Bundan ayrı, bir yerin önceki niteliğini en iyi belirleme yöntemi hava fotoğrafları ile fotoplan, fotogrametrik ve fotometrik paftalardan yararlanmaktır. Bu nedenle kadastro tespit tarihi olan 05.09.2001 tarihinden geriye doğru yirmi yıl içinde, diğeri daha eski tarihli (1971-1981 tarihleri arası) iki ayrı zamanda çekilmiş yüksek çözünürlüklü hava fotoğraflarının yöntemine uygun bir biçimde getirtilerek dosya arasına konulması, aynı tarihler arasında düzenlenmiş fotoplan, fotometrik ve fotogrametrik paftaların ise İl Kadastro Müdürlüğü’nden istenerek dosyaya eklenmesi, yeniden yapılacak keşifte konunun uzmanı jeodezi ve fotogrametri uzmanı harita mühendisi aracılığıyla hava fotoğraflarıyla istenen paftaların araziye uygulanması, hava fotoğraflarının çekildiği tarihlere göre dava konusu taşınmaz ve çevresinin kültür arazisi niteliğinde olup olmadığı veya hangi nitelikte bulunduğu duraksamaya yer vermeyecek biçimde belirlenmesi, uzman bilirkişilerden gerekçeli tarafların ve Yargıtay’ın denetimine açık rapor istenmesi gerekmektedir.

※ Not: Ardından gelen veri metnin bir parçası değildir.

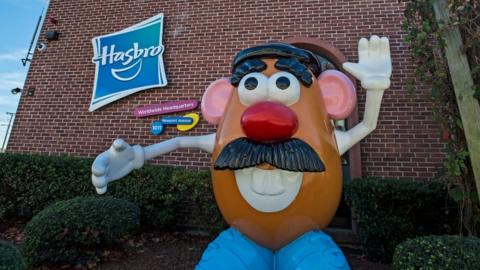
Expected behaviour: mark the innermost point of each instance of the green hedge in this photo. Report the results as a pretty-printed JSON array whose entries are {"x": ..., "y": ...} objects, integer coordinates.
[
  {"x": 10, "y": 257},
  {"x": 446, "y": 252},
  {"x": 74, "y": 231},
  {"x": 390, "y": 211},
  {"x": 29, "y": 183}
]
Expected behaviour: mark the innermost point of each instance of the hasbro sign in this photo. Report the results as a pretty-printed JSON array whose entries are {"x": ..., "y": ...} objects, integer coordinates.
[{"x": 128, "y": 61}]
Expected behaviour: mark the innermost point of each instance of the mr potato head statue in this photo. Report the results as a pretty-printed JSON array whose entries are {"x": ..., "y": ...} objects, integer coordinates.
[{"x": 276, "y": 155}]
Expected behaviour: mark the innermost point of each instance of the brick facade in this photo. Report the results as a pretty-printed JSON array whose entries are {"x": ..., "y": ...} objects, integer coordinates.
[{"x": 201, "y": 38}]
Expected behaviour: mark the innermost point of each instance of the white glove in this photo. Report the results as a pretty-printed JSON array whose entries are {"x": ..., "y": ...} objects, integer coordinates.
[
  {"x": 374, "y": 66},
  {"x": 115, "y": 163}
]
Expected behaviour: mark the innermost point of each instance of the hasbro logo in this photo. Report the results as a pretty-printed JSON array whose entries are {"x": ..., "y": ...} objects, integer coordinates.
[{"x": 128, "y": 61}]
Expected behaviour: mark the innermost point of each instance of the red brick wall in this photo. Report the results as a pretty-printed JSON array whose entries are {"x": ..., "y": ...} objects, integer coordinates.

Açıklanan tüm bu nedenlerle usul ve kanuna aykırı bulunan yerel mahkeme hükmünün bozulması gerekirken, yanılgıya düşülerek değişik gerekçelerle bozulduğundan davacı vekilinin karar düzeltme isteğinin kabulü ile Daire"nin 04.02.2014 gün 2013/2550 Esas, 2014/1557 Karar sayılı bozma kararının kaldırılmasına yerel mahkeme hükmünün belirtilen gerekçelerle BOZULMASINA ve 52,40 TL peşin harcın istek halinde karar düzeltme isteyene davacıya iadesine, 07.07.2014 tarihinde oybirliğiyle karar verildi.